Rick Guilliams, 25, has been named Jackson city clerk, replacing Dean Crites, who has decided to leave city government to pursue his studies at Southeast Missouri State University.
Much of the ground west of the lake at the Cape County Park, on the north side of Highway 61, has been plowed as part of a reseeding project designed to establish a new carpet of grass there before next spring.
The Rev. Charles Marshall of Illmo speaks in the morning and evening at Southside Baptist Church in Cape Girardeau; the pastorate is now vacant.
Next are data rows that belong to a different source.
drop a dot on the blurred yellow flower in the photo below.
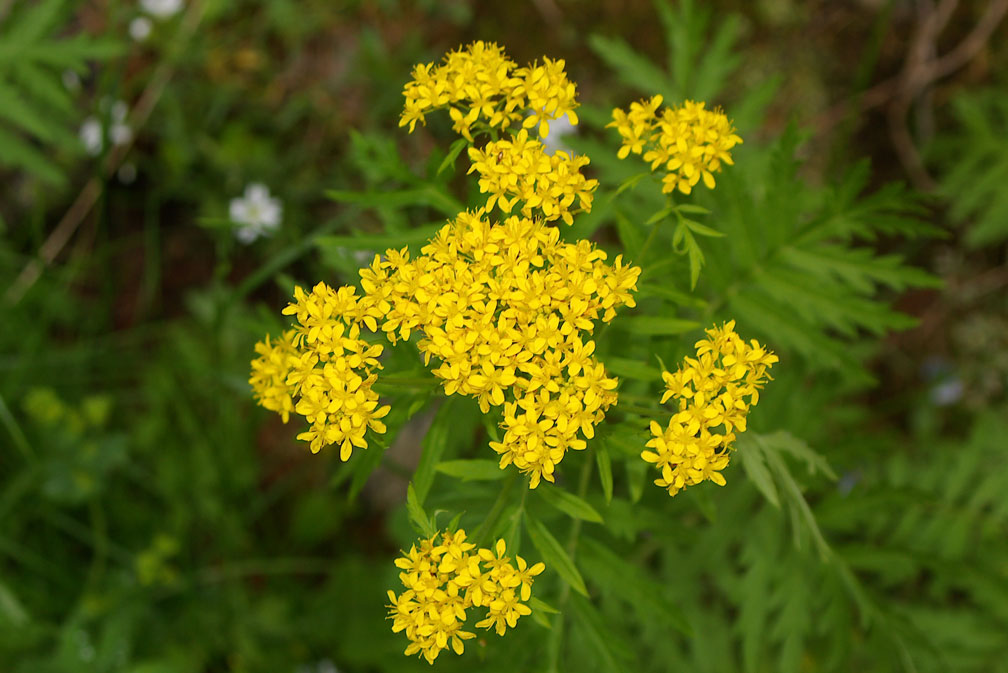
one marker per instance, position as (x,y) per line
(444,578)
(715,392)
(688,143)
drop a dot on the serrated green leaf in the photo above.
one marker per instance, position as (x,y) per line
(605,462)
(416,514)
(477,469)
(629,233)
(15,152)
(659,216)
(553,555)
(703,230)
(606,643)
(451,429)
(630,182)
(12,612)
(652,325)
(631,68)
(636,479)
(380,242)
(629,582)
(542,607)
(569,503)
(22,116)
(428,196)
(754,464)
(453,154)
(693,209)
(673,295)
(631,369)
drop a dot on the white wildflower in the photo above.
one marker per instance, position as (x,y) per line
(256,213)
(558,128)
(91,136)
(139,28)
(92,132)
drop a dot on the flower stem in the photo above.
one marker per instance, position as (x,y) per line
(556,636)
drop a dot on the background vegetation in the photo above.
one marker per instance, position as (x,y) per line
(153,520)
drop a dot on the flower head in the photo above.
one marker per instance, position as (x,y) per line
(688,143)
(520,170)
(443,578)
(479,83)
(324,371)
(715,392)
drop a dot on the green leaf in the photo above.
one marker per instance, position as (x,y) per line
(606,643)
(653,325)
(630,183)
(477,469)
(450,431)
(636,478)
(627,581)
(693,209)
(553,555)
(703,230)
(754,464)
(659,216)
(569,503)
(16,152)
(12,612)
(632,369)
(453,154)
(605,463)
(416,514)
(427,195)
(631,68)
(542,607)
(381,242)
(629,233)
(673,295)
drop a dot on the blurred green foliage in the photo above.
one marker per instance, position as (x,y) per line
(153,521)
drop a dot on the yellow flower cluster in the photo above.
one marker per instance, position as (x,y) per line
(479,83)
(504,307)
(688,141)
(444,578)
(520,169)
(712,391)
(323,370)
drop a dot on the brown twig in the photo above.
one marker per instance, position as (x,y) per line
(89,194)
(920,70)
More than 1,000 freshmen students, the vanguard of an expected 2,500 who will be enrolled before the week ends, arrive on the State College campus for three days of orientation that will open the fall semester.
With 25 elderly people waiting at the county courthouse in Jackson, the Old Age Assistance Board organizes and begins taking applications for old-age pensions; the first person to make application is W.W. Jeffries of Oak Ridge, who is 71 years old.
The thud of the football upon the gridiron of Houck Field Stadium is heard in the afternoon for the first time this season, as coach Emmett R. Stuber sends 40 aspirants through a two-hour drill; included in the candidates are only 10 lettermen.
Company K and the regimental officers stationed here, left Saturday on a special train for Fort Riley, Kan., to take part in the encampment there; also on the special train was the company from Caruthersville, Mo.; the Jackson continent also boarded the train here.
C.E. Matthews and family of Sikeston, Mo., spent yesterday and today in Cape Girardeau visiting relatives; they drove up in their touring car.